Although XSLT is more powerful than XQuery for transformations, it is much simpler to learn XQuery. I remember the tough learning curve I had to go through when learning XSL, but I could grasp XQuery basics in a couple of hours. Both XSLT and XQuery use XPath for quering XML.
Found this interesting discussion on O'Reilly site that compares the two technologies. David P. in the discussion shares some interesting views on the design philosophy behind the two technologies - XQuery is a MUST UNDERSTAND language where as XSLT is a MAY UNDERSTAND language, i.e. it is more adaptive and template driven. XSLT is untyped; conversions between nodes and strings and numbers are handled pretty much transparently. XQuery is a typed language which uses the types defined by XML Schema. XQuery will complain when it gets input that isn't of the appropriate type. XQuery is better for highly-structured data, XSLT for loosely-structured documents.

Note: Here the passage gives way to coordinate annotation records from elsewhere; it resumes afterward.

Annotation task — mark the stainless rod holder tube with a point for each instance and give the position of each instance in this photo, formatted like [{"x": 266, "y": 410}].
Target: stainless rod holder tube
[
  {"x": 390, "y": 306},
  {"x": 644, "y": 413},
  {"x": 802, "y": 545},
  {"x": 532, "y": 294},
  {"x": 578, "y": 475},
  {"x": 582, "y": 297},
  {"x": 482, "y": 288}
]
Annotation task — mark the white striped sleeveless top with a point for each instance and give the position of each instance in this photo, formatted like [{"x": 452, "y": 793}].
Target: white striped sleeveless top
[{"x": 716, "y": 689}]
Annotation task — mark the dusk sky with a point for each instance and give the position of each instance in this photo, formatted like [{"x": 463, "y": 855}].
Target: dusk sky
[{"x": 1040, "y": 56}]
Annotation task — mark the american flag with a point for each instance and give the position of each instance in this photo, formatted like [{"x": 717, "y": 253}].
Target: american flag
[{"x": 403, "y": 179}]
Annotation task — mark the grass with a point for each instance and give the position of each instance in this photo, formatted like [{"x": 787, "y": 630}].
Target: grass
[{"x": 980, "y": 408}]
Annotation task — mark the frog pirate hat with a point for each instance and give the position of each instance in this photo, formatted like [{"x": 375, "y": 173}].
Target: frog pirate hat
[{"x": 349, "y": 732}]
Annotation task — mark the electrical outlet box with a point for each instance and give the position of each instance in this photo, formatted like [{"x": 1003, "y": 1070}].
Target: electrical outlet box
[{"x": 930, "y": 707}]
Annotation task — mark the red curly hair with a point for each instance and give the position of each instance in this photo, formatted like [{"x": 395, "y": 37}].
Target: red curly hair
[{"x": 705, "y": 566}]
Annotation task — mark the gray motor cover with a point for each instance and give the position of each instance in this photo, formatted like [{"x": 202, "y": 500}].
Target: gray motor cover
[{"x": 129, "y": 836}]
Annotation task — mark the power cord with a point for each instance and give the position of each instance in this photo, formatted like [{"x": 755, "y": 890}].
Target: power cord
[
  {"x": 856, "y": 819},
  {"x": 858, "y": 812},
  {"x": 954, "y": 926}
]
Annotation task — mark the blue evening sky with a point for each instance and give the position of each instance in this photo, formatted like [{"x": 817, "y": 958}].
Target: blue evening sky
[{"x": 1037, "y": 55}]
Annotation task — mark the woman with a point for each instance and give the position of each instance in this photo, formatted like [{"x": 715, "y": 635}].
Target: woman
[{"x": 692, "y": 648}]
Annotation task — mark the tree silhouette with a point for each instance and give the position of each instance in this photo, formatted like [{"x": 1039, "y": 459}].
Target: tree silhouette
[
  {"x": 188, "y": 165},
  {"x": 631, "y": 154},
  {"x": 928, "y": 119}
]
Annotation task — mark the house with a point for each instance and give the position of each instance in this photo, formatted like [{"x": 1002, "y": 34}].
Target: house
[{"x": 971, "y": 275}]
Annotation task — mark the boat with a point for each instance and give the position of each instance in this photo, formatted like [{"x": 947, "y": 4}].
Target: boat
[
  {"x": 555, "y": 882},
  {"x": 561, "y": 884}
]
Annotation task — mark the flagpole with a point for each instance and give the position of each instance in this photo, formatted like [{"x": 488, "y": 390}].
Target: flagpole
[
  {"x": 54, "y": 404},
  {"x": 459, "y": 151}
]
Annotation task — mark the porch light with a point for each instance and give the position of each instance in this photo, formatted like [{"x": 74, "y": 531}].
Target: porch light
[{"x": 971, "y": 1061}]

We were building a transformation engine to convert between the various ACORD formats. The Acord committee has ensured that any new version of ACORD only 'adds' new elements to the current schema. No elements are deleted or the schema changed for backwards compatibility.
Hence for these transformations, XQuery fitted the bill. We also did not have to create a Canonical Data Model as direct transfortions were possible due to the above mentioned restriction. Hence if the tool supported 15 ACORD versions, only 15 XQuery files were required.